Le film qui n’a reçu aucun financement institutionnel a été produit par HF Communication et BEPC, selon la promotrice qui affirme avoir bénéficié du soutien moral de sa famille et du mentorat précieux de ses producteurs.
‘’La présence de ces derniers sur le terrain a été déterminante pour mener le projet à terme. Le montage s’est déroulé dans les locaux de l’Institut National des Arts et de la Culture (INAC) Taya.’’, rapporte-t-elle.
Des problèmes rencontrés …….
« En tant que femme, je n’ai pas rencontré de difficultés particulières sur le terrain, et ma famille m’a toujours soutenue. Les obstacles étaient surtout liés au manque de financement, aux conditions de travail précaires, à la logistique complexe et aux aléas climatiques comme les pluies. Malgré tout, Alhamdulillahi, ce film a pu voir le jour », relate la jeune réalisatrice.
L’appétit venant en mangeant, Hassanie enchaîne : « Je souhaiterai réaliser d’autres documentaires sur les femmes et le patrimoine, et de créer un espace de formation pour les jeunes filles au Niger et au Tchad »,
Son ambition, dit-elle, est ‘’de raconter des histoires vraies, de valoriser nos communautés et de toucher un public local et international, je veux contribuer à l’essor du cinéma africain et à la transmission de notre mémoire collective ».
Cette égérie des figures montantes du 7e art au Niger invite la jeunesse du Niger et d’Afrique à croire en leur inspiration, à essayer le cinéma et surtout à regarder des films qui éduquent et éveillent l’esprit.

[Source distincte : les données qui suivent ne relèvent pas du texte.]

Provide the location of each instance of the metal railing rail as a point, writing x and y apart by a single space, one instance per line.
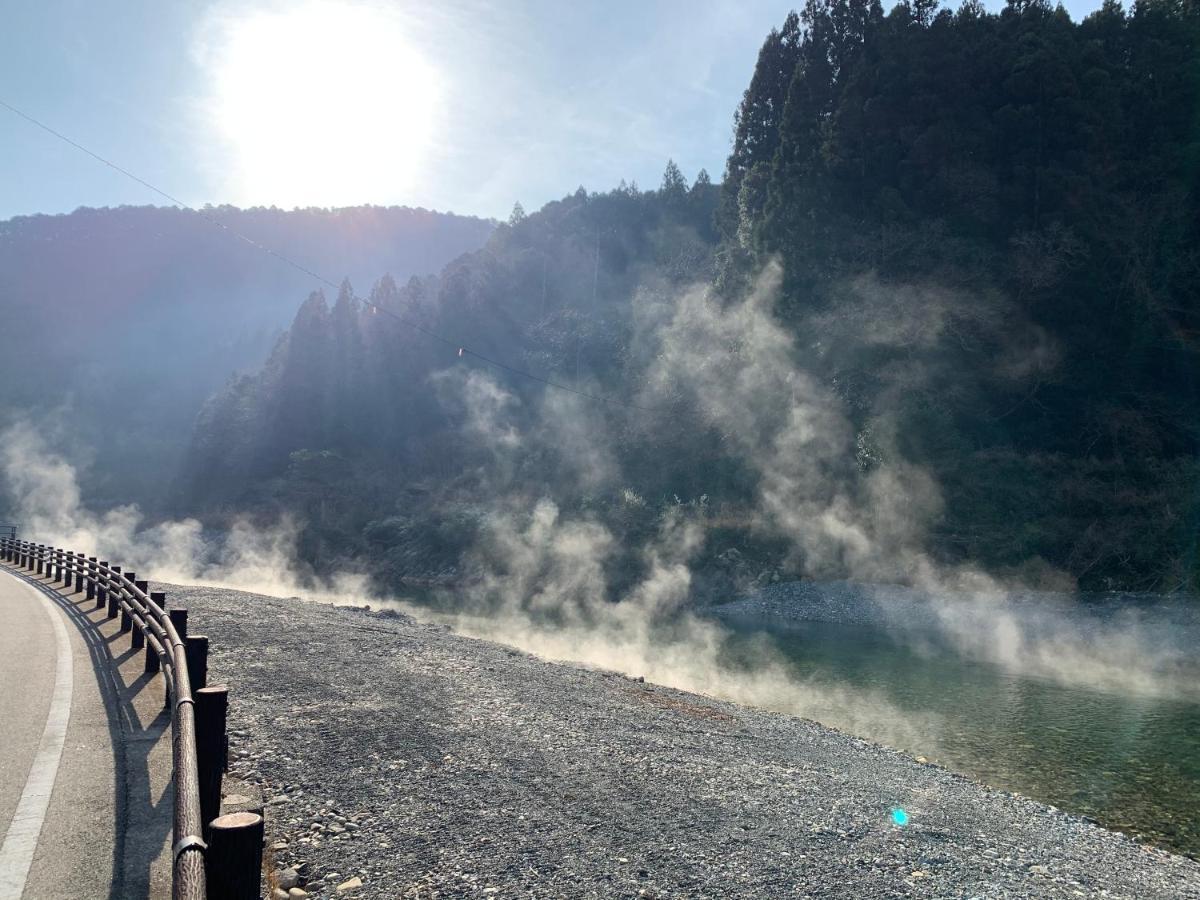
210 857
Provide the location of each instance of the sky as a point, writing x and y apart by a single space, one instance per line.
450 105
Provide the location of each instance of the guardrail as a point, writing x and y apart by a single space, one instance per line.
214 857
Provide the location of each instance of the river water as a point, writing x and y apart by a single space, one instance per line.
1132 762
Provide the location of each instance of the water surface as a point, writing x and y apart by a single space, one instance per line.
1131 762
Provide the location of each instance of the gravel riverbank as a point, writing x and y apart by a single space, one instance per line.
426 765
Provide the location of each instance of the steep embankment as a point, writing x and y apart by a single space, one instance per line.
430 765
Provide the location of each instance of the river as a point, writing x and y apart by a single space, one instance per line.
1131 762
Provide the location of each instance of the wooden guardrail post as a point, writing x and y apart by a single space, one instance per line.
234 861
179 621
101 591
126 616
159 599
114 591
196 649
211 747
138 639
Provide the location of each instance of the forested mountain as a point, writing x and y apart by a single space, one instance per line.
987 229
131 317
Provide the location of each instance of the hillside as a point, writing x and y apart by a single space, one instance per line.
132 316
952 325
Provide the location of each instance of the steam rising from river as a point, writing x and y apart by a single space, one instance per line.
545 582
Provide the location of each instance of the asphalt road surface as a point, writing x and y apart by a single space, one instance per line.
84 753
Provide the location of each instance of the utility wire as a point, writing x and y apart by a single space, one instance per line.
287 261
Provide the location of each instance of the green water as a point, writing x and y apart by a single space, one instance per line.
1132 763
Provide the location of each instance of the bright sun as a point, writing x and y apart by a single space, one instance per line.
323 103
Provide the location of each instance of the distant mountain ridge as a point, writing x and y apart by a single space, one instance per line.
137 313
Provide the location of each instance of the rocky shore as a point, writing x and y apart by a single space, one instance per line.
399 760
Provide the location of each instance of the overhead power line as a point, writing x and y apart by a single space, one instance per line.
463 351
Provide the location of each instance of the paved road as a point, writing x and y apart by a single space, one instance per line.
84 754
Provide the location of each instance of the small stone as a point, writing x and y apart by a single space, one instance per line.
287 879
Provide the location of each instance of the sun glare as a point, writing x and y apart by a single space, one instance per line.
321 103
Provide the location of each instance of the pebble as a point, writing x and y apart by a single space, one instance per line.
287 879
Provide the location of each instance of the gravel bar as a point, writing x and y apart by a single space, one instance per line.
399 760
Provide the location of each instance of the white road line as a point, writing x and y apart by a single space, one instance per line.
21 841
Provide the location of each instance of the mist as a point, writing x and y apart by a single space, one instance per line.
549 581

Elle fait remarquer que le cinéma ne se résume pas à un simple loisir, mais comme un espace de culture, de savoir et de transmission.
« L’État du Niger doit investir dans le cinéma pour créer de la richesse, valoriser l’image du pays et lutter contre le chômage des jeunes », plaide-t-elle.
Le documentaire ‘’LES TAKALAKOYOS, LES GARDIENNES DU FLEUVE’’ a été sélectionné parmi la quinzaine en compétition au festival. Il a remporté plusieurs prix, dont le Prix du Meilleur court métrage documentaire de l’UEMOA au Clap Ivoire 2025.
Le prix est composé d’une enveloppe d’un million cinq-cent mille (1.500.000) FCFA, note-t-on.
Le Niger faisait partie des pays pionniers du cinéma dans la sous-région avec des noms comme Oumarou Ganda, Moustapha Alassane ou Djingarey Maiga, mais ces dernières années le secteur bat de l’aile confronté au sous financement, à la concurrence, entre autres.